Als die Frau des Pfarrers bemerkte, dass die Polizei öfter vor ihrem Haus patrouillierte, sprach sie ihn darauf an. Er tat so, als wisse er nichts davon. Dass die Polizei-Patrouillen mit einem Medienartikel über ihn zu tun hatten, erzählte er ihr nicht. «Ich habe es ihr erst viel später gesagt. Es hätte sie und unsere Kinder nur unnötig beunruhigt», sagt Martin Dürr, Industriepfarrer aus Basel.

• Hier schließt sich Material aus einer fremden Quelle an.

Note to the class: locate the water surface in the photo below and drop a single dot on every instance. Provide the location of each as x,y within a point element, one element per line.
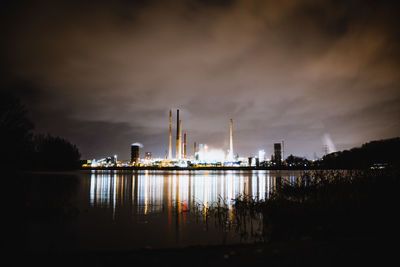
<point>125,210</point>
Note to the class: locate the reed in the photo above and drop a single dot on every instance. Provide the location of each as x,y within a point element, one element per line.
<point>319,204</point>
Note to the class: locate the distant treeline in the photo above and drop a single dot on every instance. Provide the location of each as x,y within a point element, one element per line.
<point>382,153</point>
<point>23,149</point>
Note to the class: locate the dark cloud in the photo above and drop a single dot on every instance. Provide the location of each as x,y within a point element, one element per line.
<point>105,74</point>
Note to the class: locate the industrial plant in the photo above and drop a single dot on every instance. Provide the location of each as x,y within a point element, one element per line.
<point>202,156</point>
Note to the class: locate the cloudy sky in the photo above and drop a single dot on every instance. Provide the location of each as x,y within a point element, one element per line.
<point>104,74</point>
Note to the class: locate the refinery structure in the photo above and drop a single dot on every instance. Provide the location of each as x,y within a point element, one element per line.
<point>202,155</point>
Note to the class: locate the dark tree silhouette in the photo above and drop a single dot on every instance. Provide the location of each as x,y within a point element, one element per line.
<point>21,149</point>
<point>55,153</point>
<point>15,132</point>
<point>384,152</point>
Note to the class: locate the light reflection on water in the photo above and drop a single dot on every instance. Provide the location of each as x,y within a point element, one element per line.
<point>154,191</point>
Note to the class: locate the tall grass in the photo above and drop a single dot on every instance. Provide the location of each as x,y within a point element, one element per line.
<point>319,204</point>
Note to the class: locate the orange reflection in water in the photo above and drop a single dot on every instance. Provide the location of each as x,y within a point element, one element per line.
<point>146,192</point>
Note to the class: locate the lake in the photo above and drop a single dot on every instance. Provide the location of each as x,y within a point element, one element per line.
<point>126,210</point>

Er spricht mit ruhiger Stimme, während wir im Büro der Pfarrei sitzen und er die unfassbare Geschichte über einen Medienartikel erzählt, der sein Leben veränderte – zumindest vorübergehend. Vor ihm liegt eine Mappe, 10 Zentimeter dick, mit ausgedruckten Facebook-Kommentaren, E-Mails und handgeschriebenen Briefen, die er nach Erscheinen des Artikels erhielt – Hunderte Seiten Hass.

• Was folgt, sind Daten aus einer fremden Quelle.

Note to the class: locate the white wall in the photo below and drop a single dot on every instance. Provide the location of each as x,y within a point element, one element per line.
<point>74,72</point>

Damals hatte ihn die Angst im Griff, heute mit drei Jahren Abstand kann er über das Geschehene sprechen.
Der Albtraum begann am 20. April 2020, als in der «Basler Zeitung» ein Meinungsartikel über ihn erschien mit dem Titel: «Basler Pfarrer ruft zum Mord an Trump auf». Der BaZ-Journalist rekurrierte darin auf einen Facebook-Eintrag Dürrs, in dem dieser ziemlich verquere Überlegungen über Trump, das Corona-Virus und den Theologen Dietrich Bonhoeffer anstellte.

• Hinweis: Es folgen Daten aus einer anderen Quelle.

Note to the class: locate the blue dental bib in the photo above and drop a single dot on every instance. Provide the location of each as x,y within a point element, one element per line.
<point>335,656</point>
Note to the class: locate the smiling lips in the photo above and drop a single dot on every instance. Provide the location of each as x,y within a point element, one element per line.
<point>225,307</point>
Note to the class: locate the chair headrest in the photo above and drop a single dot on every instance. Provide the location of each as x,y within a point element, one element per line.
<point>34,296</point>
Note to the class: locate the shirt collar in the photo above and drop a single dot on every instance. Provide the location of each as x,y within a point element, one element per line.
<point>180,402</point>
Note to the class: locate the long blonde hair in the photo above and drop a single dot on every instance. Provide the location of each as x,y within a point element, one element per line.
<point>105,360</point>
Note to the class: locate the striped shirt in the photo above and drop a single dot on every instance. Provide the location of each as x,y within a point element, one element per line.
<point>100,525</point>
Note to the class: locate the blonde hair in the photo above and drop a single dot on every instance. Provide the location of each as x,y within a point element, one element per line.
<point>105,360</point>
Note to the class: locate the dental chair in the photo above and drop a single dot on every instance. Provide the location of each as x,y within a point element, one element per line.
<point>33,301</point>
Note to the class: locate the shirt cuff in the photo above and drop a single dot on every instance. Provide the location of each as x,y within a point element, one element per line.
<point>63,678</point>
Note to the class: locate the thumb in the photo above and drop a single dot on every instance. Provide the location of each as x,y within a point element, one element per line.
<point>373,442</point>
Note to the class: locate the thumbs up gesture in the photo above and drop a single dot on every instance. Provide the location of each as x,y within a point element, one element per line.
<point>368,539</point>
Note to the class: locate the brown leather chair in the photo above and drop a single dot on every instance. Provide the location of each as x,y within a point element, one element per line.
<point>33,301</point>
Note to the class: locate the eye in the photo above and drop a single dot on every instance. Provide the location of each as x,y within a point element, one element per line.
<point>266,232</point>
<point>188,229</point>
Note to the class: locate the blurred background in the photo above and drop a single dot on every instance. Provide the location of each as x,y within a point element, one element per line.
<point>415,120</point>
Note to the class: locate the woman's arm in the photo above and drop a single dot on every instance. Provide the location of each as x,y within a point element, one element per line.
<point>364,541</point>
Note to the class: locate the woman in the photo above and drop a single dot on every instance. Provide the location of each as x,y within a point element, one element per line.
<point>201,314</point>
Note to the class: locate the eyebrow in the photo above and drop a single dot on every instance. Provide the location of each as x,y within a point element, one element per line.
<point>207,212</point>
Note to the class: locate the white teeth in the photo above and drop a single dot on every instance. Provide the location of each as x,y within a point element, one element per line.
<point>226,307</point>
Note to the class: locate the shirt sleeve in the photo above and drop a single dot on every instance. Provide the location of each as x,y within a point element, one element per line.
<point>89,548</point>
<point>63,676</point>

Der BaZ-Journalist las den Facebook-Beitrag und deutete die provokativen Zeilen in einen Mordaufruf um.
Dürrs Überlegungen gingen zusammengefasst so: In den USA regiert ein «menschenverachtender Tyrann», der es unterlässt, die Bevölkerung wirksam vor einem Virus zu schützen und damit Tausende Menschen sterben lässt. Er fragte in seinem Facebook-Post:
«Wie kann es sein, dass sie [die amerikanische Bevölkerung; Anm. Fairmedia] einen pathologischen Lügner und Narzissten wählten und ihn weiterhin anbeten, als wäre er Gott?
Wann ist der Moment gekommen, einen faschistischen Diktator umzubringen?»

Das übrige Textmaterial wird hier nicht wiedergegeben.